Head of African Department
- In office 1974–1980
- President: Valéry Giscard d'Estaing
- Preceded by: Jacques Foccart (as Secretary-General for African and Malagasy Affairs)
- Succeeded by: Martin Kirsch

Personal details
- Born: René Antoine Georges Journiac 11 May 1921 Saint-Martin-Vésubie, Alpes-Maritimes
- Died: 6 February 1980 (aged 58) Cameroon

= René Journiac =

French counsellor on African affairs (1921–1980)

René Journiac (Saint-Martin-Vésubie, 11 May 1921 – Cameroon, 6 February 1980) was a French magistrate and high functionary. He served as a prominent counsellor on African affairs and as leader of the government's "African Department" during the presidency of Valéry Giscard d'Estaing.

Journiac first rose to power under Georges Pompidou as a right-hand man of Jacques Foccart and was seen as perpetuating the latter's approach of maintaining French influence in its former colonies through a web of personal relationships with African strongmen. This led the French historian Pascal Geneste to quip that "what Foccart was to de Gaulle, Journiac is to Pompidou".

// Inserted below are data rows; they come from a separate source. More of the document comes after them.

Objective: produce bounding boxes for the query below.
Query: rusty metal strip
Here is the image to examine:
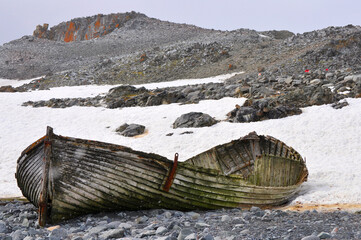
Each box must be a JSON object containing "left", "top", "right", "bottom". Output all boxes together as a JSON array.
[
  {"left": 38, "top": 126, "right": 53, "bottom": 227},
  {"left": 162, "top": 153, "right": 178, "bottom": 192},
  {"left": 22, "top": 136, "right": 46, "bottom": 155}
]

After the election of Giscard in 1974, Journiac largely took over Foccart's functions in the Secretariat for African and Malagasy Affairs; the latter was renamed to the African Department. The main instigator of strong relations with Mobutu's Zaire, he signed a defense pact with the Zairese regime in 1974 which gave way to substantial French aid to Mobutu during the 1977 civil war. In 1977, documents forgotten by the mercenary Bob Denard during a coup attempt in Benin revealed the complicity of Journiac (alongside Omar Bongo, Hassan II and Gnassingbé Eyadéma) in the attempt. He was also closely involved in Operation Tacaud in Chad and played an important role in negotiating with Jean-Bédel Bokassa (who allegedly threatened to beat Journiac with his cane when the latter proposed that he step down) in the period that built up to the French-orchestrated 1979 coup.

In 1980, while travelling in a Gabonese airplane piloted by a nephew of Omar Bongo, Journiac's plane crashed in Cameroon, killing him. Martin Kirsch briefly succeeded him as head of the African Department before being replaced by Guy Penne.